Bromocriptine 2.5 mg po tid may increase to 5 - 10 mg po tid for 7-10 days, then taper dose over 3 days to D/C.
Dantrolene (dose of 1–2.5 mg/kg with maximum daily dose of 10 mg/kg/d) should be considered when rigidity and hyperthermia are immediately life-threatening. Although dantrolene will treat these symptoms, it fails to treat the underlying dysautonomia and encephalopathy and therefore is best considered as adjunctive therapy. The mean recovery time is 7 to 11 days. Dantrolene is a skeletal muscle relaxant that can relieve muscle rigidity and improve the prognosis.
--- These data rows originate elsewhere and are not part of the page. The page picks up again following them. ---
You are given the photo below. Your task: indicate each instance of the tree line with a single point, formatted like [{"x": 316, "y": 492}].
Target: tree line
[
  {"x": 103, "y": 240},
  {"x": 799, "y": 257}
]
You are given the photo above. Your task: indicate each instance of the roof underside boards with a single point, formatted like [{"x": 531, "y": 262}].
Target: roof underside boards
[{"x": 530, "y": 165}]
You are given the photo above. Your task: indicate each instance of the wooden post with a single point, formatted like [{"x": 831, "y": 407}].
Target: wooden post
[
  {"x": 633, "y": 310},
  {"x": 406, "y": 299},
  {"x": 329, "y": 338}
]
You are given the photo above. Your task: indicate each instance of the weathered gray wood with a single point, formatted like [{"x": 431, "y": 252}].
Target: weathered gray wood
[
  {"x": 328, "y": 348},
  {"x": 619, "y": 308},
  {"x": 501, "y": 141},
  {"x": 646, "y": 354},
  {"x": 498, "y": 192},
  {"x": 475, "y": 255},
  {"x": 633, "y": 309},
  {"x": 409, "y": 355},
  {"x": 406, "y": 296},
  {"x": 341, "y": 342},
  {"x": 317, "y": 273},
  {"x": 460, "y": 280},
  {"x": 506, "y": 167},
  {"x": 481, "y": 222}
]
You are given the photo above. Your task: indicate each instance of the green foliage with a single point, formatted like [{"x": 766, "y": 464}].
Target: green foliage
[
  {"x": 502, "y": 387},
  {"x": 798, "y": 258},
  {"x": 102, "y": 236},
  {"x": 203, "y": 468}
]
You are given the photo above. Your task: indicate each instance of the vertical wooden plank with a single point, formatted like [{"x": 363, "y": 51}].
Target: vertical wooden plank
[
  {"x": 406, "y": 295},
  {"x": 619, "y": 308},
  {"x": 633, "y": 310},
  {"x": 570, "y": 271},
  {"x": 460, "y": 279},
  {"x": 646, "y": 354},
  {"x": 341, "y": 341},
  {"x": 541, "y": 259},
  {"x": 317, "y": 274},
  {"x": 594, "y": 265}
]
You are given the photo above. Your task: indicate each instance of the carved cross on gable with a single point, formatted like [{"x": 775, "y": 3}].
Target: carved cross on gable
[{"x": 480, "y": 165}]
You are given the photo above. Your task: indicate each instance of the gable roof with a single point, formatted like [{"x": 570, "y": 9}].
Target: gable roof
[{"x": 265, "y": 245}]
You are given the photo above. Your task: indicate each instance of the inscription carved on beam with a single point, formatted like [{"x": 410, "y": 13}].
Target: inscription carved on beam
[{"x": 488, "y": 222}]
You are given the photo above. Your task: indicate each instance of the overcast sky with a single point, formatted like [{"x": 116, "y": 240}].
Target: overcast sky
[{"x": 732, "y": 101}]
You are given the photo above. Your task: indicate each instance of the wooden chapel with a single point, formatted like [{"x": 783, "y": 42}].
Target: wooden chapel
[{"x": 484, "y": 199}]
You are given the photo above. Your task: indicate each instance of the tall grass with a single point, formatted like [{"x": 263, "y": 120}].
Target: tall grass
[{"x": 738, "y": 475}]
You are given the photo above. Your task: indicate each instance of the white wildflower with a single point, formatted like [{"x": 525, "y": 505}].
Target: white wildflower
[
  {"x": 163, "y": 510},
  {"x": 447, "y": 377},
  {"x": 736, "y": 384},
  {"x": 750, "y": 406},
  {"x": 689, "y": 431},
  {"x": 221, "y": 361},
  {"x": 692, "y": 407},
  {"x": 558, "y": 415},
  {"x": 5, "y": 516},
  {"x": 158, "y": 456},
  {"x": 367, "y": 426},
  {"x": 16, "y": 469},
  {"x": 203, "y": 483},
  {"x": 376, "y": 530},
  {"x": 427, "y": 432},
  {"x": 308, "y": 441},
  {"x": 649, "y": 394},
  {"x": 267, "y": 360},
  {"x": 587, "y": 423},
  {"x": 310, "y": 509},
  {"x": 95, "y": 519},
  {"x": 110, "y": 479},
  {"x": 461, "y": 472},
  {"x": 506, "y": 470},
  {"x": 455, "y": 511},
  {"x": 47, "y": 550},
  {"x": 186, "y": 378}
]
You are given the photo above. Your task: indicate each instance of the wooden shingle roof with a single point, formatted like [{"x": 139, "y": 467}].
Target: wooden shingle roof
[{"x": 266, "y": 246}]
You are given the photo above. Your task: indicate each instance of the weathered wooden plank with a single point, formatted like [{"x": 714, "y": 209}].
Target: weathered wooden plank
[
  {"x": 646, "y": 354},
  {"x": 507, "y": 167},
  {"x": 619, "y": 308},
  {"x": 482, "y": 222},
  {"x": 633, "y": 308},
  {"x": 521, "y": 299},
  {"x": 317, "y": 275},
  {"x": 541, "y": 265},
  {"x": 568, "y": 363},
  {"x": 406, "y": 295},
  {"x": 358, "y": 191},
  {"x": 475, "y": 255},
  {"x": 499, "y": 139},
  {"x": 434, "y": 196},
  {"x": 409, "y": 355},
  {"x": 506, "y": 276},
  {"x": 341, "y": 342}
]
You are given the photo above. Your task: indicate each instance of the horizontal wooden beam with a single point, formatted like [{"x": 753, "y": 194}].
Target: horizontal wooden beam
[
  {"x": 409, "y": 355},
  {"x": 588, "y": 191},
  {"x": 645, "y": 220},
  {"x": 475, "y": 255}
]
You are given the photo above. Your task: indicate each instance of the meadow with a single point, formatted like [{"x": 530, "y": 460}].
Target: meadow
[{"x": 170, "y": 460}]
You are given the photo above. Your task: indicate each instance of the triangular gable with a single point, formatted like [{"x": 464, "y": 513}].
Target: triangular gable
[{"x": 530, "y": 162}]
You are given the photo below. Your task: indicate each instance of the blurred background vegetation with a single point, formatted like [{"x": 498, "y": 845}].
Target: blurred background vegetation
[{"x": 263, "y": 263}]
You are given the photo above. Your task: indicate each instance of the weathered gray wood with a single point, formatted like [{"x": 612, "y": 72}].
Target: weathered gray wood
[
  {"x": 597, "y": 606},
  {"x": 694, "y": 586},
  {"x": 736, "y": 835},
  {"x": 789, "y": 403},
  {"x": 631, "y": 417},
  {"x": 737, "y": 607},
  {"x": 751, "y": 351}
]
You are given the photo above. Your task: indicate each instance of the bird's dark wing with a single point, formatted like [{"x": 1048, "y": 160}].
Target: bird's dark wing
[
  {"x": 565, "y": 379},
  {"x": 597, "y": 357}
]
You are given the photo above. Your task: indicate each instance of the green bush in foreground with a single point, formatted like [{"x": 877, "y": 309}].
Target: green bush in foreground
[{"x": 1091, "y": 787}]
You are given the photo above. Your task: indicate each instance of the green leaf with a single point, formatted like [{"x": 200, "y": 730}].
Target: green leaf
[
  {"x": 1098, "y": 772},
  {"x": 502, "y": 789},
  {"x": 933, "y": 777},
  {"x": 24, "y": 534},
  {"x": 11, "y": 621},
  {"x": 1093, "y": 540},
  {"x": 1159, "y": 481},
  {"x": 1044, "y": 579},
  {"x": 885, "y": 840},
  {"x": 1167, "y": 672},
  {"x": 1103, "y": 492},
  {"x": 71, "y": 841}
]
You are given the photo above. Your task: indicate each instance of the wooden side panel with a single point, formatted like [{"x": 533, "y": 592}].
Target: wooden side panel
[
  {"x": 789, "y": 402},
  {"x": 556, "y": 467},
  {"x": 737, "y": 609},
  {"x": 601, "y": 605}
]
Give diazepam to reduce muscle rigidity.
Electroconvulsive therapy (ECT) is a therapeutic option when pharmacotherapy fails but the use of succinylcholine is associated with cardiac arrhythmias and hyperkalemia and should be avoided during the ECT procedure.
In most cases, atypical antipsychotics can be restarted safely approximately 4 weeks after resolution of symptoms, but there should be close follow-up, as recurrence can be as high as 10% to 20%.